Leí una columna de Juan José Millás, en la última página de El País. Siempre empiezo por ahí cuando la firma es suya. Me ocurría lo mismo con Gonzalo Ortega, y me interrogaba tras su muerte, en una de mis columnas, sobre quién ocuparía aquel espacio que iba a ser difícil de llenar. Algo parecido, salvando distancias, por cercanía con Gonzalo, me pasa con Millás. Me cae bien porque expresa sus sentimientos, sin concesiones al sentimentalismo. Tampoco hace prevalecer sus ideas políticas que suelen ser causa de desapego hacia la persona. No admito que traten de convencerme de su 'verdad' ni a renunciar a la mía propia. Al leer, contrastamos nuestro modo de pensar y no escucho a quien pretende imponer sus críticas en ausencia del criticado. La discusión, que no un buen diálogo, suele colarse y no me gusta ese tipo de presión.

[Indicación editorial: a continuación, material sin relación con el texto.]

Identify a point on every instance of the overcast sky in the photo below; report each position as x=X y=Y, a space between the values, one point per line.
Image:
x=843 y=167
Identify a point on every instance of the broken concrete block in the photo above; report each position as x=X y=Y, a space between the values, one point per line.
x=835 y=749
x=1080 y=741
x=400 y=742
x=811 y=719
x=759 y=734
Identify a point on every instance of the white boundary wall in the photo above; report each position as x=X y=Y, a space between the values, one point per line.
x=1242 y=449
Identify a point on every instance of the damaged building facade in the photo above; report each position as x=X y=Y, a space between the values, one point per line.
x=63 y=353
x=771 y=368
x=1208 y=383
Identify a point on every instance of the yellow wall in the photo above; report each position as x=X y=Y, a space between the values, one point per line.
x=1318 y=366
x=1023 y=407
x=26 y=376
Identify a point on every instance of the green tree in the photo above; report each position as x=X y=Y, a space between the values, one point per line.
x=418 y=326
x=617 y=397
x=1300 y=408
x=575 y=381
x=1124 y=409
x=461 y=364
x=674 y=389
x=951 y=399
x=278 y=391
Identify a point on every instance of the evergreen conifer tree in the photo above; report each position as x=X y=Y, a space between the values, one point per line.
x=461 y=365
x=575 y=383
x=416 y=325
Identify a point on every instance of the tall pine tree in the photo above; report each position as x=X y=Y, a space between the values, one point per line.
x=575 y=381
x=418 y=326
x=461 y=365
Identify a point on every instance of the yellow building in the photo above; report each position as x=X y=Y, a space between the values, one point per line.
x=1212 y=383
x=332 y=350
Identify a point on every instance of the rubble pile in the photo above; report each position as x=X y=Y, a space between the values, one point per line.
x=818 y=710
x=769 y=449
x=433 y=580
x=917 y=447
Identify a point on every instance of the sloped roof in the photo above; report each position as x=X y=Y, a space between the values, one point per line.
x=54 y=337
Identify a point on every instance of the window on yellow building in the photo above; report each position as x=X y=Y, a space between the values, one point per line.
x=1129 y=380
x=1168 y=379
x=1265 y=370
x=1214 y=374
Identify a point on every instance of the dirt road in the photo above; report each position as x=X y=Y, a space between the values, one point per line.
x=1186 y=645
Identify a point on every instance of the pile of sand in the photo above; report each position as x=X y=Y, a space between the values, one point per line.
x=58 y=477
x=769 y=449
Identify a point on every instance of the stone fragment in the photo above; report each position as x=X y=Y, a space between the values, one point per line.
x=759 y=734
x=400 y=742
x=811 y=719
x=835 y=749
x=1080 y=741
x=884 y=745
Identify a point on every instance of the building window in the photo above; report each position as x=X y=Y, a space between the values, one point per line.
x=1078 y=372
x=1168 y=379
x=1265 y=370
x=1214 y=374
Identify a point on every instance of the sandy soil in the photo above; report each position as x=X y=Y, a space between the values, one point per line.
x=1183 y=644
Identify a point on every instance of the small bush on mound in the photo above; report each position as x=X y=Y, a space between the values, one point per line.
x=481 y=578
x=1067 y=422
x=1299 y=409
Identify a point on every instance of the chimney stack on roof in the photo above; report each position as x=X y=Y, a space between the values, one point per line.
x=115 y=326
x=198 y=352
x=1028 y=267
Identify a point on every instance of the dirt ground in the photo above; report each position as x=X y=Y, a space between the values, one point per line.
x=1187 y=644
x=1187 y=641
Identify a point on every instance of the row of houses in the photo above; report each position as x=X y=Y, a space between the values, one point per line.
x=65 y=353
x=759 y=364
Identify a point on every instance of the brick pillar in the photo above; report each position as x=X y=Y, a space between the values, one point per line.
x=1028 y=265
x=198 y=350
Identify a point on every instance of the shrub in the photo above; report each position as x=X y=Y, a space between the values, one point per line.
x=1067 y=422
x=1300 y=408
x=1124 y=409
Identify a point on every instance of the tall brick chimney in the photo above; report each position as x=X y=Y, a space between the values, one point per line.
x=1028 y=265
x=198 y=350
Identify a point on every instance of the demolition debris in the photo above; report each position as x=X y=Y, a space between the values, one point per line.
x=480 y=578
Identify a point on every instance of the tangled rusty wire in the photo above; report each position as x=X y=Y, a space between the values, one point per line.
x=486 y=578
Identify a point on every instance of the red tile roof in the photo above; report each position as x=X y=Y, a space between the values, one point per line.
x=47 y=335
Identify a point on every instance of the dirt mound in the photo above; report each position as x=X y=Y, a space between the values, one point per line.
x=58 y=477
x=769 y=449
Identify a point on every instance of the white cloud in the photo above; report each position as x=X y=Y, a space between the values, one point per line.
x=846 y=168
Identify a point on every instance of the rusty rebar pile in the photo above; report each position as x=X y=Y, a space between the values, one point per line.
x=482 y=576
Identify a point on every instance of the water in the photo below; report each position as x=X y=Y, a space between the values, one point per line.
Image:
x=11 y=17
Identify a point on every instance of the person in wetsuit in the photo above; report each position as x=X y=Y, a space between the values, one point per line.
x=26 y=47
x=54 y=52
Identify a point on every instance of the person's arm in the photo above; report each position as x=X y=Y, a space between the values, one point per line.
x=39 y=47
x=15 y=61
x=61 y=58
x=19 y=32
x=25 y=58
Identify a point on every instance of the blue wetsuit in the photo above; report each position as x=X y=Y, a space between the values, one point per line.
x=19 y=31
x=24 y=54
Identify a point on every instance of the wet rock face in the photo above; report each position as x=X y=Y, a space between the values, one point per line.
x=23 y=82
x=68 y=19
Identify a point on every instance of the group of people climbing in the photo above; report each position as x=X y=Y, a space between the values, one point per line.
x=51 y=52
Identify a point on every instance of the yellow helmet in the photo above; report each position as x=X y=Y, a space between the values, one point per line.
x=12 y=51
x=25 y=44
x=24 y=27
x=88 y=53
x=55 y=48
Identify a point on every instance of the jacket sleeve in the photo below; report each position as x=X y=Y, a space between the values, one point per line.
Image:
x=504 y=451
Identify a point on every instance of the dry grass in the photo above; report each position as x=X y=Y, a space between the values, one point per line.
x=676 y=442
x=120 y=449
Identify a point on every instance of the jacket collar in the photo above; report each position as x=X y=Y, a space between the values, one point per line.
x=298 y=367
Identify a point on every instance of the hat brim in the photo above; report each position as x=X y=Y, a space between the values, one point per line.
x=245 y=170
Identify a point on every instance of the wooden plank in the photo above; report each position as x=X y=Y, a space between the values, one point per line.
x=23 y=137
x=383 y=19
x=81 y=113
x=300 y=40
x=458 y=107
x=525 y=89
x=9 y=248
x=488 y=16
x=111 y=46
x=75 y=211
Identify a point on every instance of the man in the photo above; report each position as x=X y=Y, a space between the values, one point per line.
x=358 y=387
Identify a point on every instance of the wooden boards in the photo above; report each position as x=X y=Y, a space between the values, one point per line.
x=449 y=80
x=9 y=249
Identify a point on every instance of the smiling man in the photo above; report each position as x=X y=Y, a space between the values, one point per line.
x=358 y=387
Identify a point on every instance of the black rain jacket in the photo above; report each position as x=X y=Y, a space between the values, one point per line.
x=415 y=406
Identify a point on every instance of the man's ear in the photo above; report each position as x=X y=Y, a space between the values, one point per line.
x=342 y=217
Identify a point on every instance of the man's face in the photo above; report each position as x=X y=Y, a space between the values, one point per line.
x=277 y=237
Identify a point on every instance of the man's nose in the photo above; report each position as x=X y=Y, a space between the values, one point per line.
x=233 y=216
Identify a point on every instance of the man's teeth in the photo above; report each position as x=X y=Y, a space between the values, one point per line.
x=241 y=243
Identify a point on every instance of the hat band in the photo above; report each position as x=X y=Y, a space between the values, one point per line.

Juan José Millás | EL PAÍS
Leí un artículo donde expresaba incapacidad para coser un botón desprendido de una camisa elegida para asistir a un evento. Me gustó su sinceridad: puso el botón sobre la mesa, observó la situación y optó por usar otra. Deduje que vivía solo y, si tenía una persona para las faenas domésticas, en ese momento no le podía echar una mano. Incluso pensé, no sabemos nada de nuestros escritores, que podía ser viudo.
Pues bien, en la columna del 16-09-22, que titula Despistes, acabo de enterarme, así lo dice en su columna, que por esa fecha ya era viudo. Y el tema que ha escogido me parece lleno de ternura: habla de una vecina, viuda, sus hijos viven en el extranjero; vive sola. Llamó a su puerta y le devolvió un tomate que "le había prestado el martes". No era así, pero él lo tomó porque hubiera sido una indelicadeza no haberlo aceptado. A partir de ese momento, se ha iniciado un préstamo, digamos imaginario; mire, devuelvo los dos huevos que me dejó el jueves... No haberte molestado respondió la vecina, la verdad es que me vienen bien pues tengo la nevera vacía. Volvió a su piso y, mientras preparaba una ensalada con el tomate, supo que era cosa de soledad. Decidió continuar con esos pequeños préstamos que buscaban no sentirse solo, al menos durante unos minutos; y otro día en el que la vecina fue a su casa para devolverle un ibuprofeno, la invitó a café que aceptó, encantada. Evitar la soledad, es bueno.